Electromagnetic vortex intensifier grinds and regrinds coal, alumina-containing slag, quartz sand, technical diamonds, cellulose, chalk, wood flour, fluoroplastics, etc.
Also, it can be used for decontamination of agricultural animal waste.

==Issues of electromechanics and device design==
The main parameters that characterize the rotating magnetic field created by a three-phase inductor in the working area of the apparatus in the absence of ferromagnetic particles include: the number of pairs of magnetic poles, the angular speed of their rotation; magnitude and speed of rotation of the magnetic induction vector hodograph, which in real devices is an ellipse with eccentricity increasing when approaching the surface of the working chamber. It is advisable to characterize the magnetic properties of the vortex layer by volume-averaged values; a convenient parameter for energy control of the operation of the vortex layer is its power density.

Devices AVS-100, AVS-150, etc. (Russian Cyrillic acronym: АВС) are focused on uniform distribution of ferromagnetic particles throughout the working area and have a bipolar inductor. When developing an inductor for these devices, the salient-pole design of liquid steel induction rotators was chosen as an analogue. The choice of salient-pole inductor design was associated mainly with simplified manufacturing technology, ease of operation, repair and cooling.

In the central part of the working area of these devices, the magnetic field in the absence of ferromagnetic particles is close to uniform: the hodograph of the magnetic induction vector in this area is close to a circle, coinciding with it in the center of the working area of these devices; the modulus of the magnetic induction vector is approximately 0.12 T (in various devices from 0.1 to 0.15 T); the angular speed of its rotation is 314 radians per second, which corresponds to a rotation speed of 3000 rpm.

In a working vortex layer, the modulus of the averaged magnetic induction vector reaches values of 0.2 T and lags behind the external field strength by a certain phase angle.

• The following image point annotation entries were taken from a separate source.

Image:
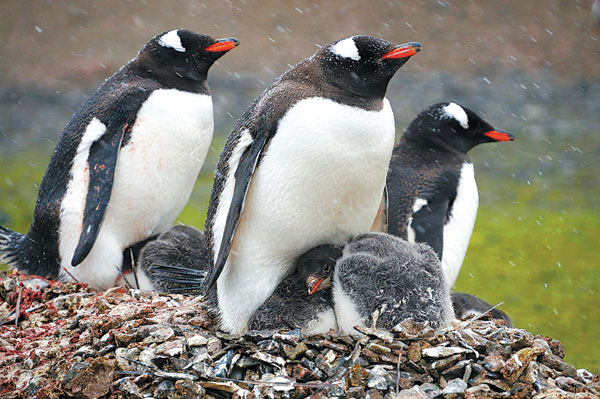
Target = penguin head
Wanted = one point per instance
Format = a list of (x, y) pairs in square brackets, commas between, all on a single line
[(316, 266), (364, 65), (452, 125), (181, 55)]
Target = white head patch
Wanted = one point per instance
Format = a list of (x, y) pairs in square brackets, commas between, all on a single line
[(171, 39), (456, 112), (346, 48)]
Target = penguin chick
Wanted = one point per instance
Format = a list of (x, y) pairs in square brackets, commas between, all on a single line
[(125, 165), (432, 193), (303, 299), (176, 262), (381, 280), (466, 305)]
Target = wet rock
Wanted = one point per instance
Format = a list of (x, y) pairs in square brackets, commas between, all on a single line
[(173, 346), (558, 364), (412, 393), (128, 388), (355, 393), (443, 351), (197, 340), (518, 362), (91, 380), (163, 389), (373, 394), (358, 376), (570, 384)]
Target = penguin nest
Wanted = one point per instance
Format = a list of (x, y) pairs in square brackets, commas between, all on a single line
[(66, 340)]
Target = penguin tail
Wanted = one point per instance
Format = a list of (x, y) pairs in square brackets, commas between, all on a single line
[(9, 246)]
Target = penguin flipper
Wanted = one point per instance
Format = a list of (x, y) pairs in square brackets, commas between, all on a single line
[(102, 161), (428, 224), (243, 176)]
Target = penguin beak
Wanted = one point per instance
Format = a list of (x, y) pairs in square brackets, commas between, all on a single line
[(499, 135), (313, 284), (403, 50), (222, 45)]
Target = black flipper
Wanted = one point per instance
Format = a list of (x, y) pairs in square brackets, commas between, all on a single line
[(243, 177), (428, 224), (102, 161)]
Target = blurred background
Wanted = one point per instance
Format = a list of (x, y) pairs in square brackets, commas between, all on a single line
[(528, 67)]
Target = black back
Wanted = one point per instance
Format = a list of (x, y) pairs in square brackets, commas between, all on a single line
[(427, 161), (115, 103)]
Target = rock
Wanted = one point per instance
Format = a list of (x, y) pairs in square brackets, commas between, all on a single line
[(175, 346), (455, 388), (378, 378), (412, 393)]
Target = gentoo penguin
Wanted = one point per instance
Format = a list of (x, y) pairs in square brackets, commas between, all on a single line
[(125, 165), (305, 165), (466, 305), (381, 280), (303, 300), (176, 262), (432, 194)]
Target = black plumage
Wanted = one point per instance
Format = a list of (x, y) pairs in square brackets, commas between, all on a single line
[(429, 165), (381, 280)]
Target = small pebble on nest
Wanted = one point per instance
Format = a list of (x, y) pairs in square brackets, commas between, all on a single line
[(66, 340)]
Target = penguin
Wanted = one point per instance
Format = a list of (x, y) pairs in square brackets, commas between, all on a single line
[(304, 165), (177, 262), (432, 193), (125, 165), (381, 280), (303, 300), (467, 305), (596, 11)]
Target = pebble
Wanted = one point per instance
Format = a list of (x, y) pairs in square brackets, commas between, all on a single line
[(99, 343)]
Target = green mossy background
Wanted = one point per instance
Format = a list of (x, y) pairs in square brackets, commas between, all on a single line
[(529, 67), (534, 245)]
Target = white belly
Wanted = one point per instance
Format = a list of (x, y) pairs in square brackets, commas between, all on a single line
[(154, 177), (459, 227), (320, 181)]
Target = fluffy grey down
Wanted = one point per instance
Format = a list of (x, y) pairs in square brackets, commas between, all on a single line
[(389, 280), (177, 261)]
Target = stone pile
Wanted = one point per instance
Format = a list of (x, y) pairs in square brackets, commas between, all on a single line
[(65, 340)]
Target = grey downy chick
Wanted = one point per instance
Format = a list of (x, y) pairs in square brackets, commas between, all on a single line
[(303, 300), (381, 280), (176, 262)]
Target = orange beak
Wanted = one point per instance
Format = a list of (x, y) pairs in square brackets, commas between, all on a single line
[(222, 45), (403, 50), (499, 135)]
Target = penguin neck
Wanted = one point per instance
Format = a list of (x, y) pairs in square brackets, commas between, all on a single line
[(315, 83), (171, 79), (430, 138)]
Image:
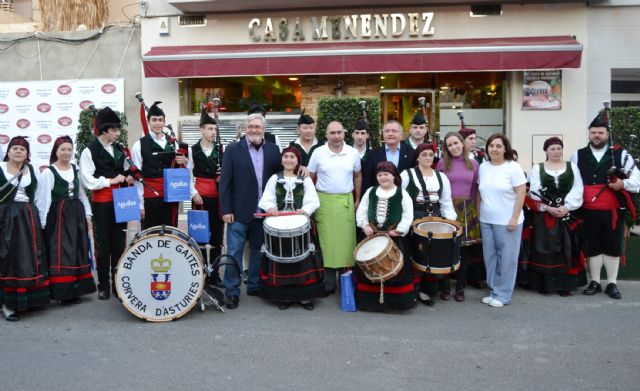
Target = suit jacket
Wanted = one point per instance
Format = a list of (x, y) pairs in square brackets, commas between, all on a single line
[(378, 155), (238, 190)]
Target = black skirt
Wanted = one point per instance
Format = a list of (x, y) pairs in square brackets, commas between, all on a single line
[(67, 245), (24, 276)]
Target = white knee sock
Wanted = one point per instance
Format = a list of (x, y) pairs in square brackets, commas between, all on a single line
[(595, 264), (611, 265)]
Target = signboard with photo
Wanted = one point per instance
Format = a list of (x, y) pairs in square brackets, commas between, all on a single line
[(542, 90)]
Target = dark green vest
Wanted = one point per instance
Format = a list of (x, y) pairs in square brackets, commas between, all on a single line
[(394, 210), (60, 189)]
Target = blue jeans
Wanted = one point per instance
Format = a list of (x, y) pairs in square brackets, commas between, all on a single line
[(501, 248), (237, 234)]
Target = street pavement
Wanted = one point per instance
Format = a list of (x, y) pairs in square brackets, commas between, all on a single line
[(540, 342)]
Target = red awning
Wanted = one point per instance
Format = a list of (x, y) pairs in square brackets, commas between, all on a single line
[(484, 54)]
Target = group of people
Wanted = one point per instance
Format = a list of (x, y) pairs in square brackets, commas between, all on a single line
[(538, 236)]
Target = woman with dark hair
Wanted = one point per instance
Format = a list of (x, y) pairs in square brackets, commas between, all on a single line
[(65, 214), (430, 193), (462, 172), (556, 190), (287, 283), (24, 278), (501, 183), (386, 208)]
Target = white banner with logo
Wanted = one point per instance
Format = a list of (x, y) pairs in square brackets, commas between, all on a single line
[(45, 110)]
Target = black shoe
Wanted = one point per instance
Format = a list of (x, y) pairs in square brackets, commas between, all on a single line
[(613, 291), (328, 293), (232, 302), (13, 317), (592, 289), (103, 295), (307, 305)]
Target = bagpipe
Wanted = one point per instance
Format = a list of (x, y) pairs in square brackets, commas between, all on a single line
[(183, 148)]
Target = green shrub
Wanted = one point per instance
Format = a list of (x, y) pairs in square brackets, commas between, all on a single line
[(85, 130), (347, 110)]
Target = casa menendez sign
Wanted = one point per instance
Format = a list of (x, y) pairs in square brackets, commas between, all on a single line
[(376, 26)]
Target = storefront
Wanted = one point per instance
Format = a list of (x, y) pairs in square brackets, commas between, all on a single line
[(287, 61)]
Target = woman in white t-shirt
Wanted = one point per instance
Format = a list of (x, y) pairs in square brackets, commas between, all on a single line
[(502, 190)]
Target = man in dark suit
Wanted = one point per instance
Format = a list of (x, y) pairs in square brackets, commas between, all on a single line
[(400, 154), (246, 167)]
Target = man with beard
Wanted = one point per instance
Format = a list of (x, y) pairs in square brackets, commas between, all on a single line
[(605, 204), (246, 167)]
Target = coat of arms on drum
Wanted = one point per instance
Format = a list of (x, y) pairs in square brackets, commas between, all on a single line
[(160, 290)]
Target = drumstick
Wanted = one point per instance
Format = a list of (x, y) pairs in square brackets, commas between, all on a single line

The specific power of the vortex layer in various modes for these devices ranges from 0.1 to 1.5 kW per cubic decimeter of the working area.

The devices have dual-circuit oil-water cooling, power capacitors to compensate for the reactive power of the inductor and are powered from a 380V, 50 Hz network. Other design features of the devices are described in detail in the monograph.

Subsequently, the design of these and similar devices was mastered, modified and expanded by other manufacturers and developers. Currently, devices use both salient-pole inductors and inductors with distributed windings, similar to the stators of electric motors; different types of cooling and power capacitors are used. If necessary, the device includes power converters of voltage and frequency from the supply network. Methods for monitoring and controlling the operation of the vortex layer and technological lines based on it are also being improved.

In scientific and technical developments related to issues of the electromechanics of devices of the class under consideration, computer modelling of the inductor and behavior of ferromagnetic particles is sometimes used. An analytical model of the force effect of a circular rotating magnetic field on a magnetic particle in devices with an external electric inductor with a different number of magnetic poles is considered in the work.

Recently, a method has been proposed and examples of rapid engineering evaluation calculation and analysis of the characteristics of the working rotating magnetic field of various cylindrical inductors with a longitudinal winding have been given. A simple circular model of the magnetic state, a scheme for measuring the model parameters, and convenient formulas for estimating the magnetic characteristics, specific torque, specific power, and the level of chaos (fan-shapedness) of the vortex layer are also proposed.